Recent studies from the investigator's laboratory have identified a cellular nuclear protein, Sam68, which specifically interacts with RRE and can substitute for as well as synergize with Rev in RRE mediated gene expression and virus replication. The major goals of this proposal are to functionally characterize Sam68 protein in RRE-mediated transactivation and determine the relevance of Sam68 in HIV replication.
The specific aims are: 1) to functionally characterize the interactions of Sam68 with Rev and/or RRE RNA in RRE-mediated gene expression using truncated and site-directed mutants to map domains of Sam68 and its binding sites on RRE as well as Rev that are functionally involved in RRE-mediated gene expression and virus replication; 2) to investigate the functional relevance of Sam68 in HIV replication by inactivation of Sam68 genes using ribozymes, antisense, and anti- Sam68 antibodies.

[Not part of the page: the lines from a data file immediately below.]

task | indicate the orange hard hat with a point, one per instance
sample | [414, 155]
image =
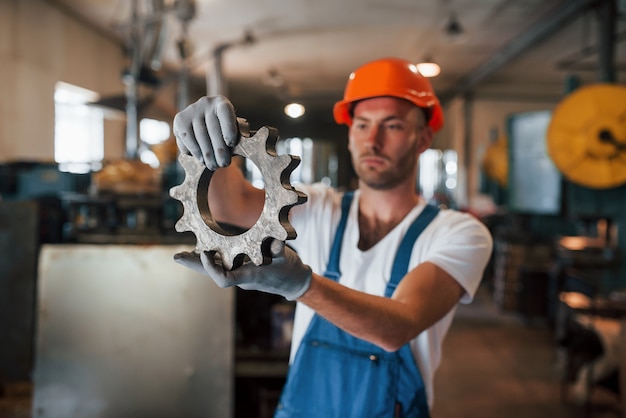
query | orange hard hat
[389, 77]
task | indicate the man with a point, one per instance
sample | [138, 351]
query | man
[378, 272]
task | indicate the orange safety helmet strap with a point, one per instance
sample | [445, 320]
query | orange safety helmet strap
[392, 77]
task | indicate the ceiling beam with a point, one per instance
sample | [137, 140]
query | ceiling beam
[547, 26]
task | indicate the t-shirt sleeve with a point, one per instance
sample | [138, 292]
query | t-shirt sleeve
[461, 246]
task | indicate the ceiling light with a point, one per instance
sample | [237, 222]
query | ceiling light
[294, 110]
[428, 68]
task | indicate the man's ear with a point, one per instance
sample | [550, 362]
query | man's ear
[426, 139]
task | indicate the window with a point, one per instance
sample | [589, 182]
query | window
[437, 176]
[152, 132]
[78, 130]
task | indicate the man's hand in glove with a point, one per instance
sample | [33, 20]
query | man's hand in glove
[208, 130]
[287, 275]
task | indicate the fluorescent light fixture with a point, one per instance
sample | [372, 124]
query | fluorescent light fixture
[428, 68]
[294, 110]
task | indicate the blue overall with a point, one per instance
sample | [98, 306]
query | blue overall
[337, 375]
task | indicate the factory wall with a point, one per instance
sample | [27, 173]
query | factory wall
[469, 126]
[39, 46]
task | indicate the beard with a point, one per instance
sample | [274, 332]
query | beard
[387, 178]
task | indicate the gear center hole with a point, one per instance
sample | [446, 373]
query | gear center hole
[204, 204]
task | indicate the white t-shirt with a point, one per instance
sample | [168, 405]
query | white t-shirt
[454, 241]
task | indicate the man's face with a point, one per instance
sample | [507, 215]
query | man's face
[385, 140]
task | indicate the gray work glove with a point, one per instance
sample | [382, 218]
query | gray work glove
[287, 275]
[208, 130]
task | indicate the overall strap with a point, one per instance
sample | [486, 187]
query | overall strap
[401, 262]
[332, 268]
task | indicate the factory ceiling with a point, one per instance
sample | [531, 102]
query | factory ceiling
[277, 51]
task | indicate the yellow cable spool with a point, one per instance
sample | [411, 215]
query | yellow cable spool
[587, 136]
[496, 161]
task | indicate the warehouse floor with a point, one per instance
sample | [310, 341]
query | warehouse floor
[494, 365]
[497, 365]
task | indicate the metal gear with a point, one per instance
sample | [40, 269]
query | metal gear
[280, 197]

This Aim will also generate an in vitro model for the enhancement of HIV replication in NIH 3T3 cells by Sam68; 3) to assess the long-term protection of primary cells expressing transdominant mutants of Sam68 from HIV infection by transducing T lymphocytes and primary cells with a retroviral vector encoding transdominant negative mutants of Sam68 and assessing long-term protection of these cells from HIV-1 infection. The effect of Sam68 on HIV mutants that are resistant to Rev M10 will also be assessed. These studies may allow the development of novel anti-viral agents.